Sunday, May 31, 2015
Willie Dixon was born in Vicksburg, Mississippi on July 1, 1915, and in the years after World War II, he would become an important figure in the development and growth of Blues, Rhythm & Blues and Rock & Roll. After performing with a succession of R&B groups, Dixon would work for Chess Records in Chicago, starting in 1951, and except for a brief period in the late 1950s, he would stay for two decades. Don Snowden, Dixon’s co author of I Am The Blues described his role there. “Dixon was a full-time employee after 1951—producing, arranging, running the studio . . . His role was so crucial that Leonard Chess would later describe him as ‘my right arm.’” His greatest impact was as a songwriter.
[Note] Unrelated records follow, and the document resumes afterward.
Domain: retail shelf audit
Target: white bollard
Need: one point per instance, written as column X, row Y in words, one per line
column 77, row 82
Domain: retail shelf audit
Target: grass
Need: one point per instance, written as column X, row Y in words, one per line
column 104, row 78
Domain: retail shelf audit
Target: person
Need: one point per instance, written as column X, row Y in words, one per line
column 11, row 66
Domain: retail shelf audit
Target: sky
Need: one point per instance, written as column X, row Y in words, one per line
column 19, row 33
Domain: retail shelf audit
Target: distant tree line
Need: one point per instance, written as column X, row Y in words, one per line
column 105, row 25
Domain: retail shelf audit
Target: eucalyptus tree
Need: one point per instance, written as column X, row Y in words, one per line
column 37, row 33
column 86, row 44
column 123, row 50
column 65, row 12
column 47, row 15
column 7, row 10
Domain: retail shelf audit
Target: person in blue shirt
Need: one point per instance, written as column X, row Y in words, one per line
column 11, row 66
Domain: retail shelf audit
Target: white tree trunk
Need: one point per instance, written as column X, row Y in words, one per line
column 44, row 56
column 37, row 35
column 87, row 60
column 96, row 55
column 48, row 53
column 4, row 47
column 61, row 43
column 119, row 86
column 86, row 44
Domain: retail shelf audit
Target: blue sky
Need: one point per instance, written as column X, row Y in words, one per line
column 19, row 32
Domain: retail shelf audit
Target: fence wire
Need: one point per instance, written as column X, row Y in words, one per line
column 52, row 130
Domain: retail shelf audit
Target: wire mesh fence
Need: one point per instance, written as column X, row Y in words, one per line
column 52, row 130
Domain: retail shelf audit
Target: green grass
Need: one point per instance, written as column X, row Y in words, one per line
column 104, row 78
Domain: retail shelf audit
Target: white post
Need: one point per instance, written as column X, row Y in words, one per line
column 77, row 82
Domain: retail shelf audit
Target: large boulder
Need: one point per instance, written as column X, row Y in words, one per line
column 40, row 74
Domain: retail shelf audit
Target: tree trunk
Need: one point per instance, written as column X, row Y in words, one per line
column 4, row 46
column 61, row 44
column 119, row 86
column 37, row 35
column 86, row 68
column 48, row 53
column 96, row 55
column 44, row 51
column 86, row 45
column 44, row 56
He would pen “Hoochie Coochie Man” for Muddy Waters and “My Babe” for Little Walter. In the 1960s, his music would be recorded by The Rolling Stones (“Red Rooster”) and Led Zeppelin (“I Can’t Quit You” and others).
But before the fame and success came along, Willie Dixon was a subject of Jim Crow Mississippi. While still in his teens, Dixon was jailed in the Magnolia State for hoboing and the experience marked him. I am the Blues detailed the horrors, including his witness to a murder. “They beat this guy until blood was running out of his mouth at the cage. He died right there in his own blood and that dirt would be so hot and that dust so thick that it would burn your feet through your shoes. After they beat him, they drug him over to the side and a little breath was still life was still left in him. Where he had been bleeding out of his mouth and nose, you could see a little, bloody-colored bubble coming up from where he was breathing there. After awhile, you didn’t see them no more and they’d tell you, ‘Go bury this nigger.’”
This sort of experience was doubtless in his mind when he started receiving draft notices in 1941. Congress enacted a draft in 1940 as the country drifted towards entering World War II. Dixon decided that he would refuse to serve, and he was eventually arrested while performing in Chicago. “They came on the stage down at the Pink Poodle when the Five Breezes were playing one night, when we came back the second time. This was during the time that Japan bombed Pearl Harbor and they picked me up and put me in jail. I told them I was a conscientious-objector and that I wasn’t going to fight for nobody. . . I said I wasn’t a citizen, I was a subject. I was telling them about the 14th and 15th Amendment[s].”
After nearly a year in jail, Dixon was released and declared unfit for service. His memoir lists his classification as “5-F” which probably should have been 4-F.
I don’t know how widely (if at all) this type of protest was made by other black men during World War II, but Dixon wasn’t the only person to feel the way he did. Harlem Renaissance journalist and Black No More author, George Schuyler also opposed African American participation as Oscar R. Williams wrote in George S. Schuyler: Portrait of a Black Conservative. “Schuyler’s reasons for opposing African American participation in World War II were primarily rooted in his firsthand experience with racism while serving in the army during World War I. ‘I saw what was done to the Negro during the last war and I heard a lot more than I saw,’ he wrote. ‘I consider the Negro’s treatment during that period unforgivable and indefensible. I foresee that his treatment during the next war will be the same.’”
Ironically, this prominent draft-resister’s widest exposure would come during the inaugural celebration George H.W. Bush, after the latter’s vapid Flag Factory/ACLU Card/Willie Horton campaign of 1988.